Not sure how you construed that from my response, but regardless, I'd argue that tackling the "unsolvable" problems is still a worthwhile pursuit. The alternative would be not discovering germ theory or quantum mechanics (well, more relevant examples would be the realm of philosophy and psychotherapy).
Just because we can only measure something subjectively right now doesn't mean that we won't be able to measure it objectively in the future, unless of course we don't bother trying.
One trick is to figure out if there are any objective measurements that can be taken which line up with the subjective input. One example is taking an EEG recording while performing a backward-masking experiment (aka displaying subliminal images), and seeing if their subjective experience "I did see the second image" versus "I did not see the second image" line up with the EEG measurements in the prefontal lobe.
I'm not sure if we can actually localise particular EEG's that precisely. In any case, that just punts on the problem - subject reports they did or did not which we use to make an assessment. We still rely on subjectivity.
Like, I really don't see any way of avoiding this in psychology and neuroscience (and indeed even if possible, it might not be a good idea).
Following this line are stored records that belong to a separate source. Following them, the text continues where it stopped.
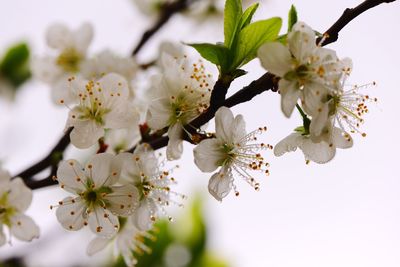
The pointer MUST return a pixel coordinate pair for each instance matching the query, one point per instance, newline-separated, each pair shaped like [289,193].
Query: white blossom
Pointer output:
[180,94]
[233,150]
[107,62]
[142,169]
[321,151]
[97,198]
[103,104]
[70,51]
[307,71]
[15,199]
[128,240]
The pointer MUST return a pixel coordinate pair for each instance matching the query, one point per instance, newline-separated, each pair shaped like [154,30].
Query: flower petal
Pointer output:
[341,139]
[289,96]
[85,133]
[220,184]
[276,58]
[3,238]
[103,169]
[71,177]
[24,228]
[70,213]
[123,200]
[175,144]
[96,245]
[318,152]
[20,195]
[208,155]
[141,218]
[103,223]
[288,144]
[58,36]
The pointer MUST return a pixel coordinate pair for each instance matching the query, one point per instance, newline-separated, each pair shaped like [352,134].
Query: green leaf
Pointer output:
[252,37]
[15,64]
[292,17]
[232,13]
[248,15]
[217,54]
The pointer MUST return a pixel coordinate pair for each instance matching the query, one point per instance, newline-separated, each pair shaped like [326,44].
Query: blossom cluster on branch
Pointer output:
[123,189]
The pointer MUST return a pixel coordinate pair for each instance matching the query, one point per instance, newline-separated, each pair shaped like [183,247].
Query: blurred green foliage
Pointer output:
[14,66]
[189,231]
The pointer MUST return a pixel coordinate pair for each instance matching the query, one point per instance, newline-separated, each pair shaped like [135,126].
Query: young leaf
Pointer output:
[217,54]
[292,17]
[232,13]
[15,64]
[248,15]
[252,37]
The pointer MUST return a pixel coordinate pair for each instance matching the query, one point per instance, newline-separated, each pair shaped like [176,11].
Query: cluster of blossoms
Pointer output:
[15,198]
[118,196]
[315,76]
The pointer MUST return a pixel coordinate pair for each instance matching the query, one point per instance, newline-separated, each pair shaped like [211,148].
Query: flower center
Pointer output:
[69,60]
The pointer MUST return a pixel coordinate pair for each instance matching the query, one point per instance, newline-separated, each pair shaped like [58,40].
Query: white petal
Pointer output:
[319,122]
[276,58]
[99,169]
[103,223]
[121,116]
[46,70]
[220,184]
[82,37]
[208,155]
[141,218]
[123,200]
[159,114]
[24,228]
[288,144]
[85,134]
[175,146]
[289,96]
[71,177]
[341,139]
[71,213]
[3,238]
[96,245]
[58,36]
[223,124]
[318,152]
[20,195]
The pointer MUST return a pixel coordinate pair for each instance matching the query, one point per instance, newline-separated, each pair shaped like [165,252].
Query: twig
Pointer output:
[332,34]
[264,83]
[51,159]
[167,11]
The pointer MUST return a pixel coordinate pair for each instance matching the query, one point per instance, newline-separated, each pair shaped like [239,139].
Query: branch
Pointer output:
[264,83]
[167,11]
[332,34]
[52,158]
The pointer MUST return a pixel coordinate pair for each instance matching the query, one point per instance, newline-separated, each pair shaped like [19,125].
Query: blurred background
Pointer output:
[345,213]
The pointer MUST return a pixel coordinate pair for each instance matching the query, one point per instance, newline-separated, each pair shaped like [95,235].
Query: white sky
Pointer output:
[345,213]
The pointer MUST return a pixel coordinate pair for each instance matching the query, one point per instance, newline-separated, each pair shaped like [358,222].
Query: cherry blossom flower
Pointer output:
[142,169]
[103,104]
[307,71]
[70,47]
[321,151]
[97,200]
[180,94]
[15,199]
[233,151]
[128,240]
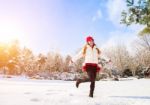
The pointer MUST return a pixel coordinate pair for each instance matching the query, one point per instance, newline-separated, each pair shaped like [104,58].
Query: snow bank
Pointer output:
[23,91]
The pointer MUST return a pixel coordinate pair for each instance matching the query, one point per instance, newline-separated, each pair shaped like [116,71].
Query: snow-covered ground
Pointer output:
[22,91]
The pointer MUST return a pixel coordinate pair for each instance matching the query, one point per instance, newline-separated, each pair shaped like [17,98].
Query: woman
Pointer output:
[91,54]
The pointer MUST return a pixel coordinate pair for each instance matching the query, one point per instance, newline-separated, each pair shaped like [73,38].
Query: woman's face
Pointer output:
[91,42]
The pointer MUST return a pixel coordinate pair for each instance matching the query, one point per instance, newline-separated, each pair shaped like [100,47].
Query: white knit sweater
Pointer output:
[91,55]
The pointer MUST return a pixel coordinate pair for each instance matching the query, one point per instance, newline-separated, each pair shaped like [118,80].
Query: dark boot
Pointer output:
[78,82]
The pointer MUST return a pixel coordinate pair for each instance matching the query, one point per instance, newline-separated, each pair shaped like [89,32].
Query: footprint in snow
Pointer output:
[34,100]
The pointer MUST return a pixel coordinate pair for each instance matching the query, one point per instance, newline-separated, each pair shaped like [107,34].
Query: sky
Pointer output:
[63,25]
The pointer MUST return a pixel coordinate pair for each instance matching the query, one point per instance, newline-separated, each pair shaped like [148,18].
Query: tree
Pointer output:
[138,13]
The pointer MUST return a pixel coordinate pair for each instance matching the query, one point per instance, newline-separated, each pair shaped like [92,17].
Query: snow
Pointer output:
[23,91]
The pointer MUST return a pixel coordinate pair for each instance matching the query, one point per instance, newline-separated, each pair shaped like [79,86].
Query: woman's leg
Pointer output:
[91,71]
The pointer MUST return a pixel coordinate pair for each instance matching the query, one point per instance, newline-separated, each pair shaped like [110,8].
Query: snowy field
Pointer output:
[22,91]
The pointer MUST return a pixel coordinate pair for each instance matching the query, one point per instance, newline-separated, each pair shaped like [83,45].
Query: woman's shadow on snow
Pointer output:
[132,97]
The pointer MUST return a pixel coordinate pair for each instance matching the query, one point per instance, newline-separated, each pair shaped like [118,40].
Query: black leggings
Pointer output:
[91,72]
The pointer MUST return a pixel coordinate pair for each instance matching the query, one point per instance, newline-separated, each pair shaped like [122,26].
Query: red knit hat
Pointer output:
[89,38]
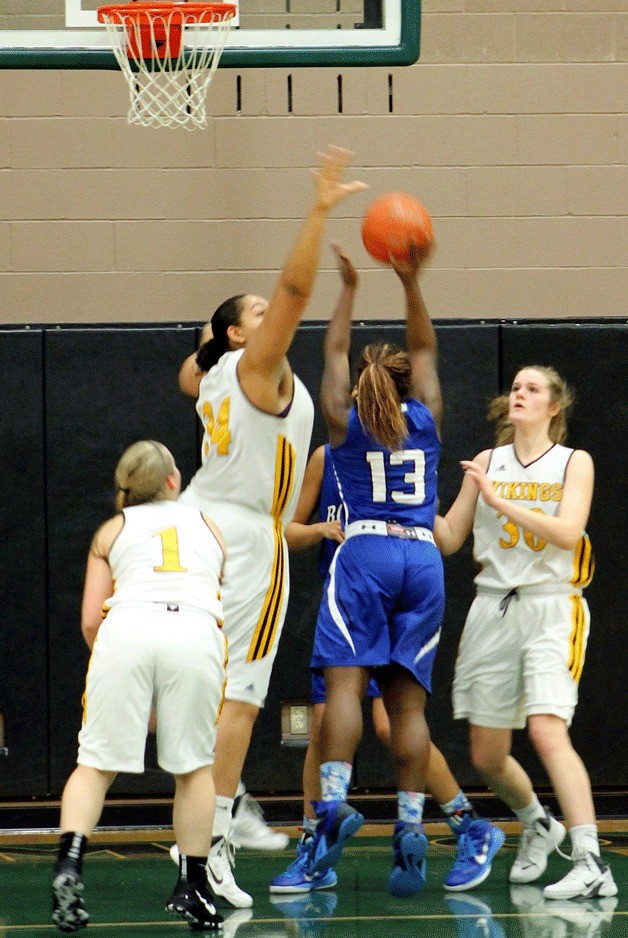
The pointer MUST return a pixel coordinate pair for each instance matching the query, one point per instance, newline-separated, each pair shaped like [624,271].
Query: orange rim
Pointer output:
[192,9]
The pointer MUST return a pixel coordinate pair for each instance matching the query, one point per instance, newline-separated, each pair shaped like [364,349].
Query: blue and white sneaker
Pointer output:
[337,822]
[409,866]
[297,879]
[478,843]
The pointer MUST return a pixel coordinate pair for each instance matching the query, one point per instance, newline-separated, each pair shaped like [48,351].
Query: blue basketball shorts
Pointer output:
[383,603]
[318,693]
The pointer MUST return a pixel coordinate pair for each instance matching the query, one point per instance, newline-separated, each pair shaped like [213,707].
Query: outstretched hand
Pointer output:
[408,267]
[479,476]
[347,270]
[328,178]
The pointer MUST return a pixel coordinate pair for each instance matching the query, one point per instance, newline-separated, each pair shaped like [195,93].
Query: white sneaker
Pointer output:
[221,879]
[232,922]
[250,830]
[588,878]
[535,846]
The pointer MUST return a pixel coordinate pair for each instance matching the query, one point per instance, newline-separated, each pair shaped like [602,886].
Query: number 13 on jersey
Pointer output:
[414,478]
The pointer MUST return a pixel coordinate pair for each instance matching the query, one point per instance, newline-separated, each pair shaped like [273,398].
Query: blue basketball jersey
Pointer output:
[330,509]
[375,483]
But we can localize it that precisely, and cheaply. In that particular experiment, they found that the areas of the brain that are commonly associated with raw visual input activates precisely whenever an image appears, subliminal or not. Then a large, delayed negative wave reliably appears in the frontal lobe only when the patient affirms that they saw the image. It's using objective methods to confirm the subjective.
These sorts of experiments are helping with making prognoses of whether a patient recovering from a coma will remain in a vegetative state, or if they'll regain consciousness in time.
Placebo just refers to the bundled biases and other uncontrolled-for influences. It is not a real thing that can be used to make anyone actually better. Whenever there is a physical measurement that can be made about some affected body function, the placebo effect mysteriously disappears.